Semantic Relationships used in the Picturepark Content Platform enable users to find information not by what was explicitly expressed as a search term but by what was effectively meant: Searching for “people” also finds content tagged with “men” and “women” but not tagged with “people”, and still ranks exact matches for “people” searches on top.
Via Semantic Relationships, Picturepark can also ask for relevant guidance when searching, e.g. by letting users decide if they are looking for “apple” as in “technology” or “apple” as in “fruits”. Including their hinted intentions into search results makes finding relevant content a faster experience.
The human brain processes information highly contextual, considering massive amounts of interrelated information and constantly weighting associations between these pieces of information when e.g. making decisions about which shoes to buy.

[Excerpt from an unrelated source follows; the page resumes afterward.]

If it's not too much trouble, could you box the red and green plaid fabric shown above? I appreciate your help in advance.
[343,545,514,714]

The Picturepark Content Platform aims at providing your brain with those rich sets of information needed for better understanding and thoughtful decision making. For instance, instead of just showing the product SKU or name, you find a card with a summary of compiled product details. Some of these details can be further explored so that for instance you better understand how “waterproof” differs from “water-resistant” in the context of watch products.
In essence, Semantic Relationships used in the Picturepark Content Platform provide you better context for all your content, and make you more intelligent about it.
An important enabler for Semantic Relationships in Picturepark are Multidimensional Lists.
For each item in such list, attributes can be defined that further describe the item, or that are used to connect the item along a specific relationship to other list items. These items can again be related to items from other lists, and so forth, building highly interconnected neural networks of information.
While such neural networks are a powerful source of information, one can also get easily lost and overwhelmed. Using Multidimensional Lists and other capabilities of the Picturepark Content Platform such as Adaptive Metadata, you receive structured guidance so that complex information architectures can be built while remaining usable and manageable.
Custom and Built-in Vocabularies
Semantic Relationships are a two-way street: We have to define semantics first in order for Picturepark to provide semantics to us via search results, cross-links and information display.
Using our reference models shipped with every new Picturepark, you can benefit from many years of experience in information architecture and, among others, use ready-made Adaptive Metadata layers as well as a well-curated vocabulary of thirty thousand controlled and inter-related terms available in multiple languages.
Similar to our brain constantly creating and weighting associations anew, you can always refine terminology and connections, and easily improve findability or relationships of your content managed through the Picturepark Content Platform.
Multidimensional Lists make metadata or content editing faster and more consistent because only items available in the list can be used as values by editors or via automation.
For doing so, items get organized in Multidimensional lists and linked with each other, creating nested information structures. Filters defined for each field of an Adaptive Metadata layer will have only certain items appear, based on e.g. a metadata domain or status.
This enables you to create fewer lists that each source consistently structured metadata or content for various use cases – without overwhelming editors with too many items of which many are not relevant.
Nesting, filtering and permitting lists and their items in the Picturepark Content Platform helps create ‘normalized’ information models that are interconnected yet still independent entities. Subject matter experts can curate their controlled vocabularies or content collections more independently and without conflicts to others while their changes will still be pushed through the entire system.
For instance, if the product manager adds a single product attribute to a product item then this will instantly enable all users to find images, videos, specifications, press kits etc. of that product when using the new attribute as a search term. No editor needs to update metadata on all of these items manually.
Multidimensional Lists can be managed in Picturepark, or updated via API based on data that comes directly from other source systems, such as enterprise resource planning (ERP), master data management (MDM) or product information management (PIM) systems.